Karl Ferdinand Braun is rarely known, although one of his inventions had a lasting influence on life: it is the cathode ray tube, which is called 'Braun tube' after him. Its technology is the basis for the renown television sets (CRTs).
Karl Ferdinand Braun was born on June 6th 1850, son to a public official in Fulda. Between 1864 and 1866, when Braun was still a teenager, he already wrote several long scientific essays for example about water or crystals.
In 1868 he started studying physics, chemistry and math at the University of Marburg. A year later he transferred to the University of Berlin and became an assistant to Heinrich Gustav Magnus until Magnus' death in 1870. Braun continued his training with Professor Quincke, with whom he did his Ph.D. in 1872 with a thesis on vibrating strings. Between 1872 and 1874 he followed Quincke as an assistant to the University of Würzburg. During this time he finished his state examination in Marburg in 1873. Between 1874 and 1876 he worked as a high-school teacher at the 'Thomas-Gymnasium' in Leipzig. In 1877 he accepted an associate professorship for theoretical physics in Marburg until he was offered a professorship in Strasbourg in 1880. Between 1883 and 1885 he worked as a professor in Karlsruhe. After that he accepted a professorship in Tübingen where he worked until 1895.
In 1909 Karl Ferdinand Braun received the Nobel Prize in Physics together with the Italian Guglielmo Marconi for their "contributions to the development of wireless telegraphy."
Between 1895 and 1918 Braun worked as a professor at the University of Strasbourg again.
On April 20th 1918, before the end of the first world war, Karl Ferdinand Braun died in the United States in Brooklyn, New York.
Ferdinand Braun was one of the few professors of the century who was working on the scientific and technical development of new discoveries.

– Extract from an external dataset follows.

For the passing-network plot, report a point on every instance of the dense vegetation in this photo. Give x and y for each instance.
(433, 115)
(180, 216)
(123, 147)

Heinrich Hertz succeeded in creating electromagnetic waves in 1886, but he did not consider an application for communication purposes. This was done by a young Italian, Guglielmo Marconi. Animated by his success Braun began with the scientific work on this area. He improved the system of synchronizing the frequencies of transmitter and receiver. In doing that he developed the basis for directional radio and the so called wireless telegraphy.
Working and Living in Würzburg
Braun's career was decided by the political course of Bismarck and Würzburg's policy on chair appointments. In 1871 Germany won the war against France and reclaimed Strasbourg, which had been taken over by Louis XIV of France in 1681. The french college was disbanded and a new German university was found. The physicist August Kundt of Würzburg accepted the offer of a chair in Strasbourg and the University of Würzburg hired Quincke, who was granted the right to choose an assistant by contract. This assistant was Ferdinand Braun, who was working on measurements on the conductivity of molten salts.